Estey Hall is a historic building on the campus of Shaw University in Raleigh, North Carolina. It was the first building constructed for the higher education of African-American women in the United States. Built in 1873, Estey Hall is the oldest surviving building at Shaw, which is the oldest historically black college in the South and was the second institution of higher learning established for freedmen after the Civil War. The building, originally known as "Estey Seminary," was named in honor of Jacob Estey, the largest donor to the construction project. Estey Hall, located in the East Raleigh-South Park Historic District, was listed on the National Register of Historic Places in 1973 and is a Raleigh Historic Landmark.

==History==
Henry Martin Tupper, a Union Army chaplain and Baptist missionary, founded the school in 1865 for the education of former slaves. Students and faculty originally met in a hotel room due to the lack of funding for land and buildings. In 1870, the school received a donation from philanthropist Elijah J. Shaw, and with the money the school was able to purchase land near Fayetteville Street. The school was chartered in 1875 by the North Carolina General Assembly and given the official title of Shaw University. By educating young people, the school assisted in the rise of the black middle class that arose in late 19th century Raleigh. Shaw University educated many of the region's black politicians and business leaders, such as M.T. Pope.

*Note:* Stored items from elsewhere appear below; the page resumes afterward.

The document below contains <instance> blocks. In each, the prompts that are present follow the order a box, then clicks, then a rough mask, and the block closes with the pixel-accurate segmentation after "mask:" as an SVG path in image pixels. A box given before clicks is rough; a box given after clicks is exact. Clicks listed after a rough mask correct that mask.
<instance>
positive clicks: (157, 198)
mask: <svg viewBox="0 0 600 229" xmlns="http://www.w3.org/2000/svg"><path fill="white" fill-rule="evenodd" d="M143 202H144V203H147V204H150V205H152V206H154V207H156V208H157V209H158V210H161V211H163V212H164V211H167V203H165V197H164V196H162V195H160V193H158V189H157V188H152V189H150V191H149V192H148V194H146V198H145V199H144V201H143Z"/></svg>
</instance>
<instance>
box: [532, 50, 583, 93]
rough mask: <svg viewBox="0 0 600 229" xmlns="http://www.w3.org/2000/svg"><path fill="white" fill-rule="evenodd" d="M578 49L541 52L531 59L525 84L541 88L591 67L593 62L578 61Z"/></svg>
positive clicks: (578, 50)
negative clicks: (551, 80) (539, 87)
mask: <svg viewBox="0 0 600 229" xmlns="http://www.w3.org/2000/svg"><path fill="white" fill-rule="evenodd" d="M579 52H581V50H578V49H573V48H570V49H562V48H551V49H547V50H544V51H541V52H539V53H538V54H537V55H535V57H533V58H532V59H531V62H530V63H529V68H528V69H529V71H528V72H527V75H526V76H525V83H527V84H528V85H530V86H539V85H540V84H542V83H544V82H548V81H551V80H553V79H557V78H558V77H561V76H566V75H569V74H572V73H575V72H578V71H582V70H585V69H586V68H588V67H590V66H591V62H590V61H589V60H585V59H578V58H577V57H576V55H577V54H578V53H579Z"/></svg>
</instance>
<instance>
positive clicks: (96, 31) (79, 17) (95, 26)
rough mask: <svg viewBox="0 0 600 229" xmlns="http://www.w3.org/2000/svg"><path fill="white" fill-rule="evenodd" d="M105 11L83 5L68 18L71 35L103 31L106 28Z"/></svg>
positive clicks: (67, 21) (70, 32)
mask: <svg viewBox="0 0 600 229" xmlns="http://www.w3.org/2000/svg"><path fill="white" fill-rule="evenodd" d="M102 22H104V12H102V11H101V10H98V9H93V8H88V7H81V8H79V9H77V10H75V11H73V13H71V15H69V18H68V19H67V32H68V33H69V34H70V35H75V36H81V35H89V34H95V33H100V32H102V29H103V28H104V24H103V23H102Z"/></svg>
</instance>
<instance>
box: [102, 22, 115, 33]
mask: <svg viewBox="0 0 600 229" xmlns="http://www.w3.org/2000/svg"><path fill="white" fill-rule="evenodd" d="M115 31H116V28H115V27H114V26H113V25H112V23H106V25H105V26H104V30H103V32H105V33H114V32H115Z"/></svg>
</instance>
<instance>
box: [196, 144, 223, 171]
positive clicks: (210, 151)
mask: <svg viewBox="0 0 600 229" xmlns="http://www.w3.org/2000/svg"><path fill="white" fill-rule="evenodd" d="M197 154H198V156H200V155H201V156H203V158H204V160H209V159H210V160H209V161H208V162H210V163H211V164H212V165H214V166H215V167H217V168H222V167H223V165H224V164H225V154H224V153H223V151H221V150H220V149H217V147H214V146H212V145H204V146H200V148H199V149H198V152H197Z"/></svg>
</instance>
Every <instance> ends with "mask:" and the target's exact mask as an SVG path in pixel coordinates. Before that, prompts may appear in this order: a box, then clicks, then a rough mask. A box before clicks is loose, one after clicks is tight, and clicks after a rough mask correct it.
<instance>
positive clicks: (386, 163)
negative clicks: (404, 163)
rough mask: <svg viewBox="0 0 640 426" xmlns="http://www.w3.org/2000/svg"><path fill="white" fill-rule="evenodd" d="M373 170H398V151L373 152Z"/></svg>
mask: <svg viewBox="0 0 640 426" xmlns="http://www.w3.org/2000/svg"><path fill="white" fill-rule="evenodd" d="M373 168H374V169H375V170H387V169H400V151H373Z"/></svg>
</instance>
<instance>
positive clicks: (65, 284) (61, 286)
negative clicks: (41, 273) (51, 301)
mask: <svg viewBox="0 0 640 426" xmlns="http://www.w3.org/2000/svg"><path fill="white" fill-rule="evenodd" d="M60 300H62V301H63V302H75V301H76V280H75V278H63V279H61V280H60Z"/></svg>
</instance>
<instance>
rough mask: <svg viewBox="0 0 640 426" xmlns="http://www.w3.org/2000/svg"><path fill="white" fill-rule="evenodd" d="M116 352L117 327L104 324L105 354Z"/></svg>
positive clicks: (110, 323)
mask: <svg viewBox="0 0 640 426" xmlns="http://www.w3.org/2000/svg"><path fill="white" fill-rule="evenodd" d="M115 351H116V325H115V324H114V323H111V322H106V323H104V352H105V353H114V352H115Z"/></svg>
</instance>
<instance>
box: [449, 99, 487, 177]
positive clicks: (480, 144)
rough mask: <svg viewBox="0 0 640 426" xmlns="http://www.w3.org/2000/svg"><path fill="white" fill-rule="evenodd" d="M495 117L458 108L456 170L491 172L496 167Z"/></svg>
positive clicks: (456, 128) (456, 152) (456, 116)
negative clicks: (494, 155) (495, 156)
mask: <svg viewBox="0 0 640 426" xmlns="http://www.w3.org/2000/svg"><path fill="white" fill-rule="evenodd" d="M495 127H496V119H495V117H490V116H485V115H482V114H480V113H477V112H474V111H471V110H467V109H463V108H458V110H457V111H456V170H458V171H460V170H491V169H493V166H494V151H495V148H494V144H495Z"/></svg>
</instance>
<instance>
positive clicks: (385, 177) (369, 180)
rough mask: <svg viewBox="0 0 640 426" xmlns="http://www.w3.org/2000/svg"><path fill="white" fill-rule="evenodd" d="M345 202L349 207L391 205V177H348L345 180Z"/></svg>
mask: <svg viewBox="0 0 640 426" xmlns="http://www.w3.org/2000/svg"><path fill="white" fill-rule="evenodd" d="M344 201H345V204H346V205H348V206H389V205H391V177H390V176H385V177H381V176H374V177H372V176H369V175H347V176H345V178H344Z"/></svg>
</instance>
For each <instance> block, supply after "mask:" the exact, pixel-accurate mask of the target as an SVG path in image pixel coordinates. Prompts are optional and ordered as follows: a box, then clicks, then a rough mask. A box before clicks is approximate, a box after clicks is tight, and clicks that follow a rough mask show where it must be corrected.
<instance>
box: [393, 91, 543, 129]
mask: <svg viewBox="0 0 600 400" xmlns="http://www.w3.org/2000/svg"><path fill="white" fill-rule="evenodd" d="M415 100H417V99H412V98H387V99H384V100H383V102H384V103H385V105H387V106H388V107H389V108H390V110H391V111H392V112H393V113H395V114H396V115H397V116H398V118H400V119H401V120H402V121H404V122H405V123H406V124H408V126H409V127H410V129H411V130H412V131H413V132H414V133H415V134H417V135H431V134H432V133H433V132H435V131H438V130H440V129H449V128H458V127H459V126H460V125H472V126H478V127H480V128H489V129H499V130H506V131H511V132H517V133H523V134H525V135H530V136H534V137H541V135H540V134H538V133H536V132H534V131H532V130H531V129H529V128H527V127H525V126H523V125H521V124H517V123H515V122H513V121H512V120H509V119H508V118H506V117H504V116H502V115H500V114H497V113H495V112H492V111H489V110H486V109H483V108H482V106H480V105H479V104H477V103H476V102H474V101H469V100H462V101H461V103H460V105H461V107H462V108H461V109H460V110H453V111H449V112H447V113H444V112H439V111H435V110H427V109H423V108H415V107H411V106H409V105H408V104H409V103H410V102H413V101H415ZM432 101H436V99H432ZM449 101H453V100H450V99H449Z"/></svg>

When Shaw first opened, women were not allowed to attend the school. After a few years the school became coeducational, creating a need for a women's facility. School administrators chose George S. H. Appleget, architect of large homes in Raleigh including the Heck-Andrews House, to design the new building. The result was a four-story brick building with a cross-gable roof topped off with a frame cupola. In 1882, the three-story south annex was added. Estey Hall contained the home economics, music, art, and religion classes.

Shaw students attended classes at Estey Hall until 1970. Deterioration had taken a toll on the building, forcing its closure after 97 years of service. Plans were made to tear down the building. The Estey Hall Foundation was then founded to halt demolition and restore the building to its original appearance.